Sherlock BBC: Irene Adler, and Scandal in Belgravia (2.01)

Jan 12, 2012 01:50


Mostly this is about "Scandal in Belgravia", because I was just complaining over on Havoc's journal the other day about the way Irene Adler got dismissed in the recent Sherlock movie series. I couldn't even care that they killed her off, because she was so... not-there. No offense to Rachel McAdams, who I usually like; they just didn't give her a lot to work with. Very pretty, but working for the bad guys, not really pushing any limits, not showing any particular genius of her own... Unless she hired the henchmen in the movie, she did nothing but show up, deliver a package, fail to die, then get killed. Not impressive.

The Irene Adler in "Scandal in Belgravia" is impressive. They've updated her from an 'adventuress', opera singer, and mistress to royalty, to a dominatrix (to royalty, to ministers of defense, to everyone she meets, really). My feelings on her see-sawed a great deal during the course of the episode; half the time I liked her. Half the time, she was hitting my embarrassment squick on behalf of other people, and thus making me want to slap her. She makes an excellent point about how women who 'misbehave' go looking for different kinds of protection; but then she turns that around, and does become the blackmailer she denied being in the beginning. The inequities of how a woman in her profession are treated or perceived aren't balanced out by the damage she did in setting free that information.

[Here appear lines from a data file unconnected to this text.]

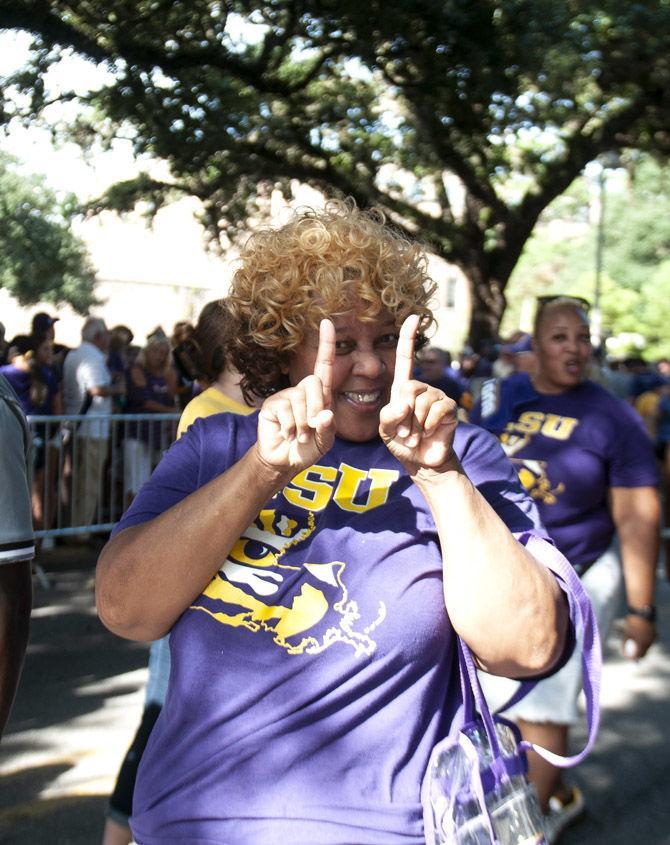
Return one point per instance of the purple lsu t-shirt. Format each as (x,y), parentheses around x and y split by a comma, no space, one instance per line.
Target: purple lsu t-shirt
(569,450)
(316,671)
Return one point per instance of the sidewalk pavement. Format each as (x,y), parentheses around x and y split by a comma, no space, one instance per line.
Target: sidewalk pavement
(81,696)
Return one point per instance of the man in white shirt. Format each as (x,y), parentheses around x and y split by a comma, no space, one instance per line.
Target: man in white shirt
(17,547)
(87,389)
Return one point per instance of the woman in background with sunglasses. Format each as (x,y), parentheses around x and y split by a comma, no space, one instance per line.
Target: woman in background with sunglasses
(586,459)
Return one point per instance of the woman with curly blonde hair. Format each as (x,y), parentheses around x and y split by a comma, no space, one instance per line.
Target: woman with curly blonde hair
(313,560)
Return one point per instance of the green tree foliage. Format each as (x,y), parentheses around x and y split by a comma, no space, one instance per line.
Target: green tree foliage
(463,120)
(40,257)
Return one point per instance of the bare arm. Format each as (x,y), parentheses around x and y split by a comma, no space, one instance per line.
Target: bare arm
(15,604)
(636,512)
(506,606)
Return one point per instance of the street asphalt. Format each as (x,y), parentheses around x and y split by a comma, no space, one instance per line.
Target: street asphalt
(81,697)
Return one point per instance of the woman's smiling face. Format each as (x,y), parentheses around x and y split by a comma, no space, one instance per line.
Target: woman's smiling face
(362,372)
(562,345)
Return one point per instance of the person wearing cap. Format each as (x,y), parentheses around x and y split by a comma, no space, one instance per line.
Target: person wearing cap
(17,547)
(88,389)
(43,325)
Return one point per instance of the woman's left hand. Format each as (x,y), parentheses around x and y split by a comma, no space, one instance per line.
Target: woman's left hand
(419,422)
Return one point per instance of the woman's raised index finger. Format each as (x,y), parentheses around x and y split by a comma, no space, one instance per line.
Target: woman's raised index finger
(404,353)
(325,357)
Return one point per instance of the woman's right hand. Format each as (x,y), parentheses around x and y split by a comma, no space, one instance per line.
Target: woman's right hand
(296,425)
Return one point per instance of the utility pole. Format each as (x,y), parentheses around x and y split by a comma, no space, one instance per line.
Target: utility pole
(596,316)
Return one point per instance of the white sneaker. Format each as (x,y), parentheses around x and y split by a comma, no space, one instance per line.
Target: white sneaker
(560,815)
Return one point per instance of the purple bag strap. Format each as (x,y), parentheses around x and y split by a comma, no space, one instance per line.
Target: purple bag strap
(585,622)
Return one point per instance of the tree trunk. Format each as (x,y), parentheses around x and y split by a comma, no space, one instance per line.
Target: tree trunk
(488,307)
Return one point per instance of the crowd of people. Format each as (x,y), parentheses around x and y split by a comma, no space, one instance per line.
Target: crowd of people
(104,376)
(348,502)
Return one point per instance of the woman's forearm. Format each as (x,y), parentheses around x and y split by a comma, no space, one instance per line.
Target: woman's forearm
(506,606)
(148,574)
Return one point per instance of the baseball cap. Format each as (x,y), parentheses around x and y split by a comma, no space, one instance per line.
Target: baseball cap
(43,321)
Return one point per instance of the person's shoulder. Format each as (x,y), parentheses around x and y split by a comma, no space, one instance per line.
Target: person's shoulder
(222,425)
(472,442)
(498,395)
(601,399)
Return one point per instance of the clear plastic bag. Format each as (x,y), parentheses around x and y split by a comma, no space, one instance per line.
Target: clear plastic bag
(474,799)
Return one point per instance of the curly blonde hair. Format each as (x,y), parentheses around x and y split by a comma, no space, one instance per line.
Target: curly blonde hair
(322,263)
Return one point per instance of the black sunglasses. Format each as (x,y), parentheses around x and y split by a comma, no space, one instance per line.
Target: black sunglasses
(543,301)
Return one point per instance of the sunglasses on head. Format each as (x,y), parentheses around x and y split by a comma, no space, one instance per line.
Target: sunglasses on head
(543,301)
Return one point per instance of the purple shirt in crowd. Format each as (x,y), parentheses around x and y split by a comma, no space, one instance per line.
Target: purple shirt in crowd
(569,450)
(315,673)
(20,381)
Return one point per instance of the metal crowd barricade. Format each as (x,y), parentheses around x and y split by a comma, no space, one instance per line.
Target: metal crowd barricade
(103,475)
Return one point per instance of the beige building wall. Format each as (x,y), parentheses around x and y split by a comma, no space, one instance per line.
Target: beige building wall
(150,275)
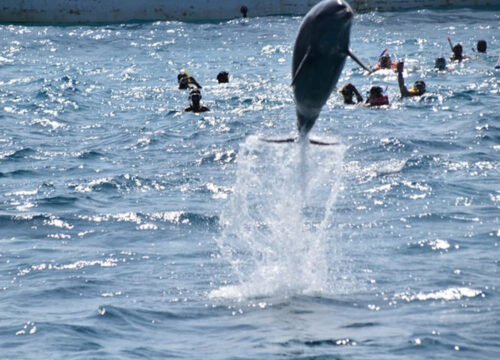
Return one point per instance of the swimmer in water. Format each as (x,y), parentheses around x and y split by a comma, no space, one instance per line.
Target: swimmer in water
(417,89)
(481,46)
(376,97)
(186,81)
(194,102)
(348,91)
(457,53)
(223,77)
(384,62)
(440,64)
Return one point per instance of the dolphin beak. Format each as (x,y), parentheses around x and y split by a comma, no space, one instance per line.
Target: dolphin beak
(359,62)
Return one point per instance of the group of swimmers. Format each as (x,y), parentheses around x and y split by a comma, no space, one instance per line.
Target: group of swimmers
(376,96)
(188,82)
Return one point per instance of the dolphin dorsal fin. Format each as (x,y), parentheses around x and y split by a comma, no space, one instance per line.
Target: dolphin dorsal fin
(302,62)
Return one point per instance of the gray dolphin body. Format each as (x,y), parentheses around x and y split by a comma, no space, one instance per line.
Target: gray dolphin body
(320,51)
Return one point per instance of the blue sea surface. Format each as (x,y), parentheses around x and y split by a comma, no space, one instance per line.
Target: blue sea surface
(130,229)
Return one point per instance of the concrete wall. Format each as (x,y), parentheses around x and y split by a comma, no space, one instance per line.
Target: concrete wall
(105,11)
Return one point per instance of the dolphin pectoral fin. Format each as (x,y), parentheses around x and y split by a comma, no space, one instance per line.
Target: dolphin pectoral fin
(302,62)
(359,62)
(323,143)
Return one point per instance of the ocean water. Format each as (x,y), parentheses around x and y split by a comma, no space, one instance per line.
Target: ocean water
(132,230)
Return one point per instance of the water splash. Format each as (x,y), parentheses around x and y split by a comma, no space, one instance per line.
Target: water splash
(277,226)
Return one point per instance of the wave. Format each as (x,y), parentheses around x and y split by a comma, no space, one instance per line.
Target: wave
(450,294)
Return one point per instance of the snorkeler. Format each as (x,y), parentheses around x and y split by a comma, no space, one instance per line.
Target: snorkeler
(348,91)
(440,63)
(244,11)
(223,77)
(384,61)
(194,102)
(481,46)
(417,89)
(457,53)
(376,97)
(186,81)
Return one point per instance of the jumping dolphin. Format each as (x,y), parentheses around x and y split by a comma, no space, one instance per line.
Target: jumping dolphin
(321,47)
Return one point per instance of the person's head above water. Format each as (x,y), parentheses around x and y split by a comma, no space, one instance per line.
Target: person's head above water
(457,52)
(244,11)
(440,63)
(194,98)
(418,88)
(385,61)
(481,46)
(376,97)
(223,77)
(348,91)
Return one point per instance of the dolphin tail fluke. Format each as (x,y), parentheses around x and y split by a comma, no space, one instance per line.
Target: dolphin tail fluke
(359,62)
(279,141)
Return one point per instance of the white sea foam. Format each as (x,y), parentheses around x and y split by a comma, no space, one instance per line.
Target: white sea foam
(449,294)
(277,223)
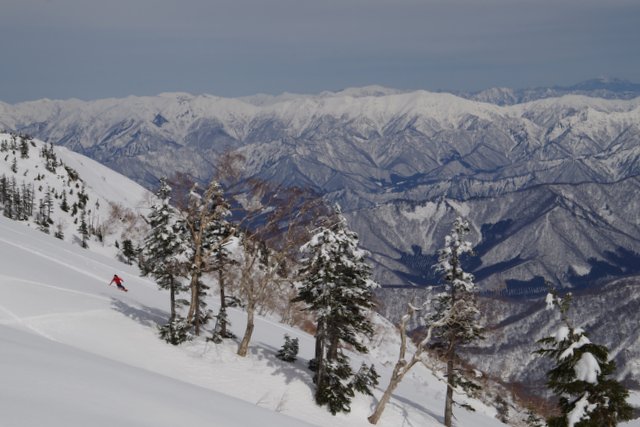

Should she have to be a heroine, though? In the original story, she wasn't so much the 'villain' as The Woman Who Beat Holmes and lived happily ever after with a completely different guy. That Holmes remembered her-- fondly might be too strong a word, but with admiration and respect. In Victorian times, her status as a fallen woman was easily established just by having been a Prince's mistress, taken photos he wanted back, and an actress. Sherlock BBC picked something with similar resonance for many people in the 21st Century -- being a dominatrix -- but then decided to make her pas de deux with Sherlock more overt, but still non-sexual.

Sort of. It's intellectual, but it's sexual; it's on an emotional games-playing board, not the simple get-the-MacGuffin of the first story. Moriarty's part in this gives it all a more sinister air. Sherlock holds his own by being amazingly perceptive on an intellectual and physical level, but he really didn't see some of those emotional punches coming. Thankfully, he still manages to figure out the puzzle even as she's using every wile in the book on him.

So why did she hit my embarrassment squick so hard, sometimes? It wasn't that she exposed herself, I think. I think it was that she was stripping other people bare without mercy, or warning. It's not something I deal well with myself, feeling my vulnerabilities are on display, or my insecurities are being mocked; Irene does it as a calculated ploy to get people to react the way she wants them to. And because yes, it's fun for her to be smarter, and in control (she's not in that profession by chance). She exposed her own liking for Sherlock in order to keep John off-balance, uncomfortable, embarrassed, after they'd had a conversation in which she claimed that John was in love with Sherlock (in spite of not being gay) and that she also was (in spite of being gay). And to keep Sherlock off-balance too. She was verbally cruel to Sherlock after exposing that she'd used his need to impress her to get him to break the codes, and yes, that was partly to keep him from figuring things out at the last second(which thankfully didn't work). But I think Sherlock's right, she just can't stop herself either. She has to show off.

I fear people like this, in real life. Because they hold up normal human feelings and reactions to scorn; they lie so easily in order to get things they could just ask for, then mock people for believing them; they don't admit they have weaknesses except as a way to manipulate other people.

So they've created a great character, but not someone I can admire, here. I can admire her brains, and her style. But she's just as emotionally messed up as Sherlock is, in some ways. I figured out within two seconds where that scene at Christmas was going, and had to mute it. I couldn't stand watching Sherlock strip Molly bare, either. Especially since he didn't realize he was doing it. Apparently he apologized, but I couldn't watch that part either. Irene kept doing the same thing to him, while she had a crush on him the whole time. Seriously, who does that? Blackmailing control freaks.

And yet, I don't *hate* her. Were we supposed to? Were we supposed to be siding with John in "who gets Sherlock"? Because I don't think it's that simple, jeez. They're best friends. Sherlock, by all reports here, has zero interest in sex at this time (and that was a squick too, how easily people mocked that). John has a strong interest in women, just happens to love his best friend more. Irene is a warped mirror of Sherlock, and he may sometimes be a narcissist but he's not *that* far gone.

Finally, Sherlock rescues her at the end. I don't know how I feel about that. I didn't want her to die, I'm glad she survived. And yet... Sherlock wins again. When in the original story, she won and beat him and didn't owe him anything, and was not a terrible person.

I have mixed feelings about this Irene. Still sorting through them.